Well, to start with, Weingrad explicitly excludes science fiction
from fantasy.  But even so, Neil Gaiman is hardly, as they say,
chopped liver.  Or Michael Chabon.  Or (to get more classical)
Isaac Bashevis Singer.  Weingrad gets around the latter by saying,
"the supernatural does not itself define fantasy literature, which
is a more specific genre.  It emerged in Victorian England, and its
origins are best understood as one of a number of cultural salvage
projects that occurred in an era when modern materialism and
Darwinism seemed to drive religious faith from the field.
Religion's capacity for wonder found a haven in fantasy
literature."  Why this means that Franz Kafka is not writing
fantasy is not clear to me.  That he thinks this means that Chabon
and Gaiman are not writing fantasy is a total mystery--until you
realize that when Weingrad says "fantasy" he means explicitly high
fantasy, full of medievalism, knights, chivalry, magic, wizards,
etc.

Then he says, "Aside from an aversion to medieval nostalgia, there
is a further historical reason why 20th-century Jews have not
written much fantasy literature, and that is, inevitably, the
Holocaust."  I guess Lisa Goldstein, Jane Yolen, and all the others
who are writing what *I* thought were fantasy stories about the
Holocaust don't count either.

"The Jewish difficulty with fantasy is not only historical and
sociological.  It is theological as well, and this has to do with
the degree to which Judaism has banished the magical and
mythological elements necessary for fantasy.  To put it crudely, if
Christianity is a fantasy religion, then Judaism is a science
fiction religion.  If the former is individualistic, magical, and
salvationist, the latter is collective, technical, and this-
worldly."  This seems to be to be incorrect in its description of
both Christianity and Judaism, but also to a great extent beside
the point.  Weingrad is actually reviewing a couple of books that
he *does* consider fantasy, and the "dearth" of Jewish fantasy
writing he is decrying is really a dearth of fantasy based in a
Christian tradition (medieval chivalry) but written by Jews.
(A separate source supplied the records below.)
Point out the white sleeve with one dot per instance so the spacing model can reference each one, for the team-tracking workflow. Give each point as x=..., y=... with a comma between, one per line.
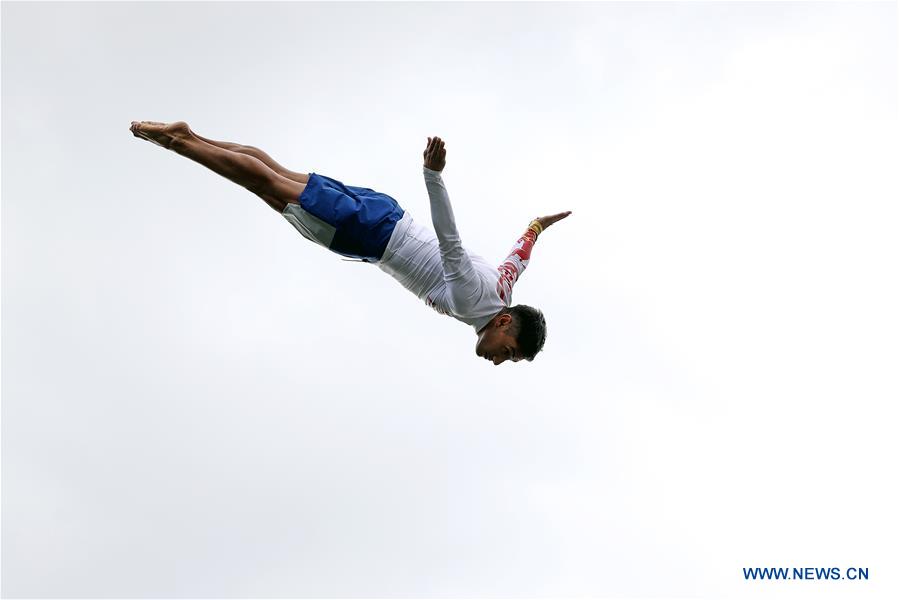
x=462, y=281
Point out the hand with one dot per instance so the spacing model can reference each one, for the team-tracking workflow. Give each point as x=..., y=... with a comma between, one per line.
x=549, y=220
x=435, y=154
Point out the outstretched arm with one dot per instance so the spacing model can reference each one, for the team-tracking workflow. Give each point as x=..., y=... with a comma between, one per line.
x=461, y=279
x=517, y=261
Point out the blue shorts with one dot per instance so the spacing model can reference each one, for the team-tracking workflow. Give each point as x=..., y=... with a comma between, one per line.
x=351, y=221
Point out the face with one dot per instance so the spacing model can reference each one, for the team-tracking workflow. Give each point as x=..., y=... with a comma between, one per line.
x=496, y=343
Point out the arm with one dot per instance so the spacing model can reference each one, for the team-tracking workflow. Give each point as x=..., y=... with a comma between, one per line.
x=517, y=261
x=461, y=279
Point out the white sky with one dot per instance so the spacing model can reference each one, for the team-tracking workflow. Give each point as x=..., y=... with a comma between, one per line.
x=198, y=402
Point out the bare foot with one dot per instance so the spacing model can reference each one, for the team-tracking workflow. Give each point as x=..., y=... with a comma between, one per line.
x=162, y=134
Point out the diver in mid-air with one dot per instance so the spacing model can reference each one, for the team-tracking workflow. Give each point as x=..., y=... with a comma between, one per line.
x=370, y=226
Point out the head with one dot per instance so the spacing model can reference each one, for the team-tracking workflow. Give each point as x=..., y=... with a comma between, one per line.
x=514, y=334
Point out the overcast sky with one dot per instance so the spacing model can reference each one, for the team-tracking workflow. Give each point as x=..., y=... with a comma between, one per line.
x=199, y=402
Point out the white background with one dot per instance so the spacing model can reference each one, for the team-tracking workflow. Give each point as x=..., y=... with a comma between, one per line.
x=196, y=401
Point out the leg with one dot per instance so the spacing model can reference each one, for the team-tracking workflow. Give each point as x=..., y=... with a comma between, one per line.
x=257, y=153
x=242, y=169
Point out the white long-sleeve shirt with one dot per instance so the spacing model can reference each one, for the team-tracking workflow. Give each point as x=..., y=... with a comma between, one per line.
x=439, y=270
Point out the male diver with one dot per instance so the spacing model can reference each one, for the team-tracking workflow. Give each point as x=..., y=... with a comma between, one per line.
x=366, y=225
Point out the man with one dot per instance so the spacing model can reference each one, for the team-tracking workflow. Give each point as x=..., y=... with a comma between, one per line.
x=370, y=226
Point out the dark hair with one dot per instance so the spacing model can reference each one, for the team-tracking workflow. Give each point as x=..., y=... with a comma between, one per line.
x=529, y=329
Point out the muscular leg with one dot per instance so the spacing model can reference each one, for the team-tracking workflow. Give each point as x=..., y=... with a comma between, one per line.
x=257, y=153
x=245, y=170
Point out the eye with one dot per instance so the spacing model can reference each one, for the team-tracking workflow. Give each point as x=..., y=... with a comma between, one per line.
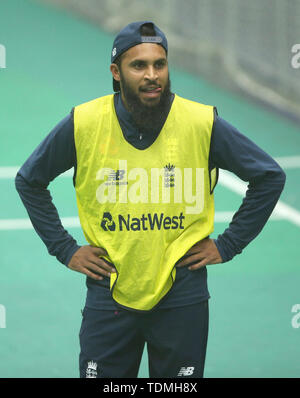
x=160, y=64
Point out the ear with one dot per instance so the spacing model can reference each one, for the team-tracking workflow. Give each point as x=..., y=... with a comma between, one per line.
x=115, y=72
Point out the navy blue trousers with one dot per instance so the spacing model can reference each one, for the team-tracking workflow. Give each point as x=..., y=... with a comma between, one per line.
x=112, y=342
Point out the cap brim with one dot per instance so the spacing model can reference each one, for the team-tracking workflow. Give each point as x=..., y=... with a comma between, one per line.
x=116, y=85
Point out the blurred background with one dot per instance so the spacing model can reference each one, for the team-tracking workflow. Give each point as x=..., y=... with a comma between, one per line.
x=237, y=55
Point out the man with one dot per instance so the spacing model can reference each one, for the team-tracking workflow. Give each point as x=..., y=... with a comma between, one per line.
x=146, y=164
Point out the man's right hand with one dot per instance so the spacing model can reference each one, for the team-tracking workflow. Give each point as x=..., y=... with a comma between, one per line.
x=87, y=261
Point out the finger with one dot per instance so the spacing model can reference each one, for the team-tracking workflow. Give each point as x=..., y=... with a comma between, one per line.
x=103, y=264
x=88, y=272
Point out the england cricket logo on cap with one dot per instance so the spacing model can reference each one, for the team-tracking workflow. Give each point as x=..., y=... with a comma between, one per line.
x=91, y=371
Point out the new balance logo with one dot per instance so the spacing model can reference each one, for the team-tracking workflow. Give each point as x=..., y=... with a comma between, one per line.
x=186, y=371
x=168, y=184
x=146, y=222
x=116, y=178
x=91, y=371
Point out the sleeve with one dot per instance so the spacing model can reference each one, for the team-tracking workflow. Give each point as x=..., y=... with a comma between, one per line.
x=233, y=151
x=55, y=155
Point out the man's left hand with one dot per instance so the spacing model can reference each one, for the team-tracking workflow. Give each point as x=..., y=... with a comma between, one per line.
x=203, y=253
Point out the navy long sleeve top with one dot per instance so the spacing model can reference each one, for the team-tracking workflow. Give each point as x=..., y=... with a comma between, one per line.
x=230, y=150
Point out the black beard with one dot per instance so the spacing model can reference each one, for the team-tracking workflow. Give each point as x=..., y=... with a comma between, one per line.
x=147, y=116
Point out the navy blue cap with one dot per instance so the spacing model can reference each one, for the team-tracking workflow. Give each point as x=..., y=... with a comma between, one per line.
x=131, y=36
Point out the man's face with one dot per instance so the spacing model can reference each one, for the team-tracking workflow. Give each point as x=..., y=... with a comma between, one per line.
x=144, y=74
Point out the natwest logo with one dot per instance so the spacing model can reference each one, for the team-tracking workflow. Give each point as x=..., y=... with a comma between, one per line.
x=146, y=222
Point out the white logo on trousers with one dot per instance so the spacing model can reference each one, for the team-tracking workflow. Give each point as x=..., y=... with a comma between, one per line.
x=186, y=371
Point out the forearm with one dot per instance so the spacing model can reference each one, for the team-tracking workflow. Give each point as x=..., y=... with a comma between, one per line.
x=251, y=217
x=46, y=221
x=53, y=156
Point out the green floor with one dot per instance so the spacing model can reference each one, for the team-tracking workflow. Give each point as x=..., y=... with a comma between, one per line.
x=55, y=61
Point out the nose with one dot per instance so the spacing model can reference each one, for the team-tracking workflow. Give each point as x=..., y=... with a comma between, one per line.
x=151, y=73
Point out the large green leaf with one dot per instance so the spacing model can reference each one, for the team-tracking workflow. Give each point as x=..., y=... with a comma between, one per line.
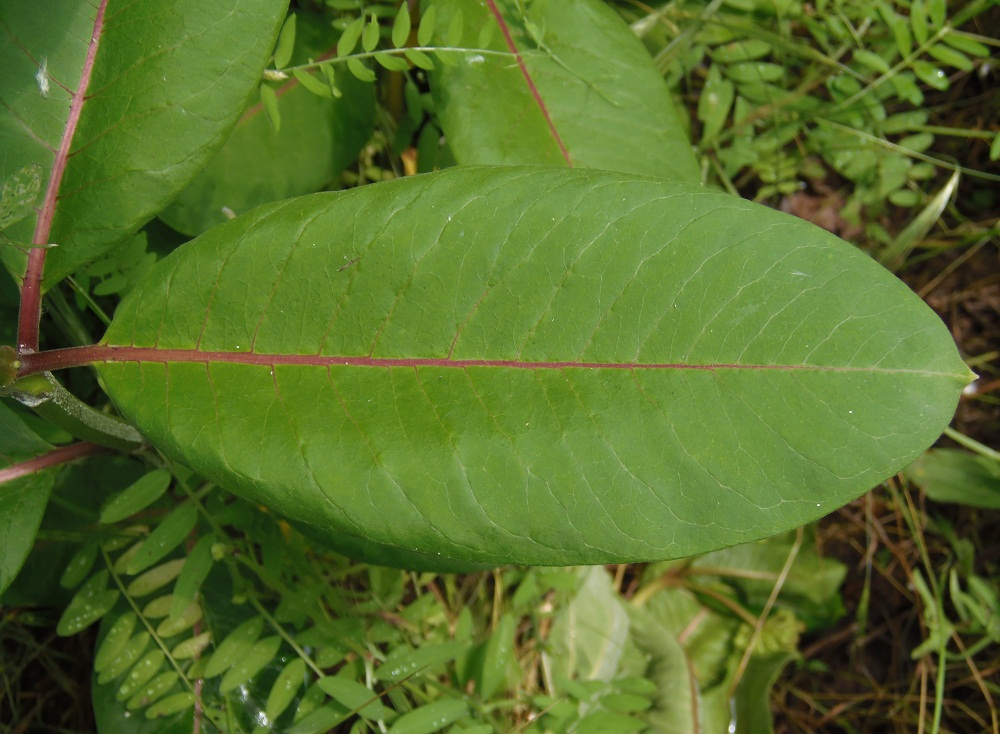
x=317, y=139
x=582, y=90
x=154, y=88
x=532, y=365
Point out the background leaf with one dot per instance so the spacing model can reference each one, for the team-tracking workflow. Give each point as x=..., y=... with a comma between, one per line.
x=167, y=83
x=317, y=139
x=619, y=368
x=591, y=95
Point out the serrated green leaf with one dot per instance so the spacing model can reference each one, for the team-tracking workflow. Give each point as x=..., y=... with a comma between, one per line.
x=354, y=696
x=269, y=101
x=286, y=43
x=137, y=496
x=88, y=605
x=155, y=578
x=235, y=646
x=284, y=688
x=672, y=312
x=161, y=92
x=171, y=705
x=401, y=26
x=430, y=718
x=359, y=70
x=425, y=33
x=250, y=662
x=129, y=654
x=592, y=97
x=349, y=39
x=370, y=36
x=170, y=533
x=115, y=641
x=194, y=573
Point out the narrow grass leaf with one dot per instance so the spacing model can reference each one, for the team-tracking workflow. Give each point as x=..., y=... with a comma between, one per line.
x=430, y=718
x=285, y=688
x=286, y=43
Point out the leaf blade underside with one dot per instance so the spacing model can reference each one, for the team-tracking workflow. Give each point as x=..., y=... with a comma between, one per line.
x=651, y=370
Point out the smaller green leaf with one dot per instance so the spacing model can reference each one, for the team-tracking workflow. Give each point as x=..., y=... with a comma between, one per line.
x=950, y=56
x=349, y=39
x=401, y=26
x=191, y=648
x=90, y=603
x=114, y=642
x=141, y=673
x=184, y=621
x=79, y=566
x=155, y=578
x=171, y=705
x=419, y=59
x=391, y=62
x=399, y=666
x=430, y=718
x=425, y=34
x=152, y=690
x=918, y=21
x=937, y=10
x=132, y=651
x=872, y=60
x=356, y=697
x=236, y=644
x=195, y=571
x=456, y=28
x=359, y=70
x=166, y=536
x=931, y=75
x=286, y=43
x=137, y=496
x=285, y=686
x=250, y=663
x=20, y=190
x=269, y=99
x=314, y=85
x=370, y=35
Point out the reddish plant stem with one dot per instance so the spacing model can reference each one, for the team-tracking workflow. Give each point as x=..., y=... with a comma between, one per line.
x=55, y=359
x=31, y=289
x=512, y=47
x=61, y=455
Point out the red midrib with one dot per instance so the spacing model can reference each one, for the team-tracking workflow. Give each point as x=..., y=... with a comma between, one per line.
x=79, y=356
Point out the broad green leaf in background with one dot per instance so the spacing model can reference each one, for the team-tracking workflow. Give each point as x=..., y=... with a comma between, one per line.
x=532, y=365
x=22, y=499
x=158, y=86
x=318, y=138
x=582, y=90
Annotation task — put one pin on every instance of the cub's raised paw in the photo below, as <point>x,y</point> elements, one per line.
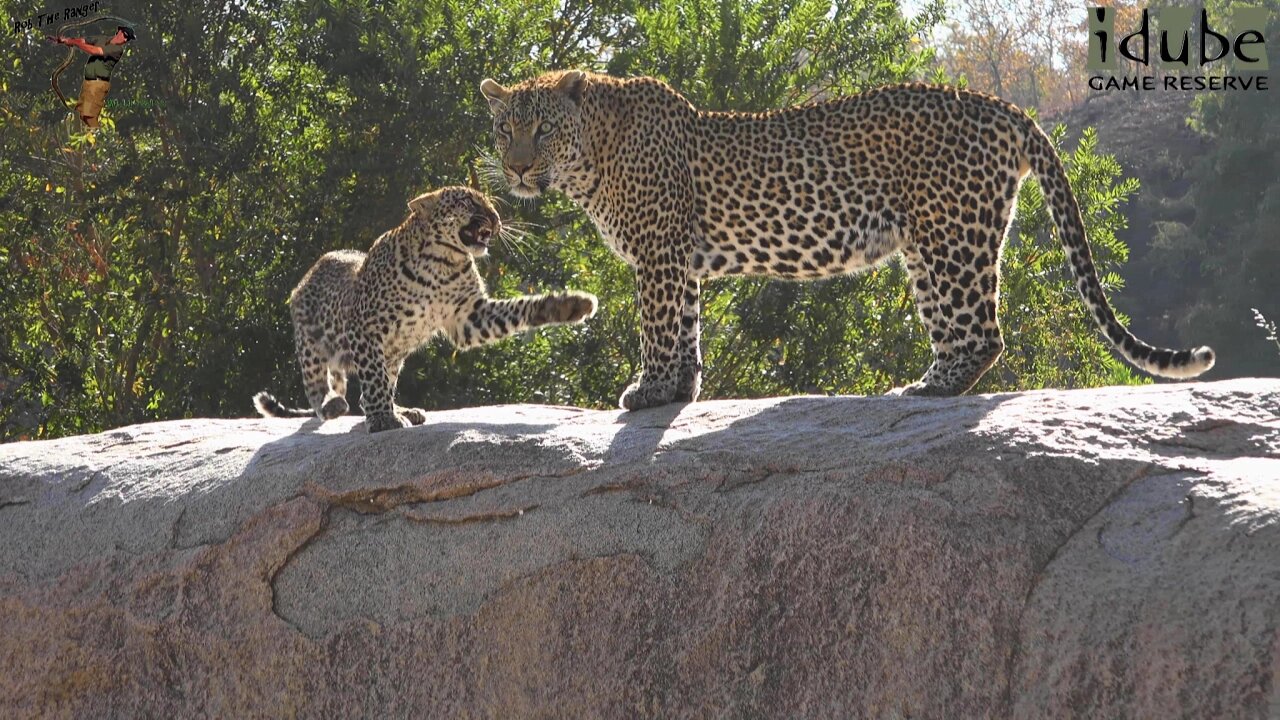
<point>647,395</point>
<point>570,308</point>
<point>387,422</point>
<point>415,415</point>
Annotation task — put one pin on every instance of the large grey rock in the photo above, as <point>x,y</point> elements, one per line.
<point>1083,554</point>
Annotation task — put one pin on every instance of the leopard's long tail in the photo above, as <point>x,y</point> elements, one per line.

But why should Jews try to write fantasy in a Christian tradition?
We have our own rich tradition, and many Jewish writers past and
present have written in that tradition.  That Weingrad refuses to
recognize these as "real" fantasy is his problem, not ours.

[After I wrote this, I discovered that many people have responded
similarly to Weingrad--Neil Gaiman among them.]

[-ecl]

==================================================================


                                           Mark Leeper
 mleeper@optonline.net


            After all, all [Shakespeare] did was string
            together a lot of old, well-known quotations.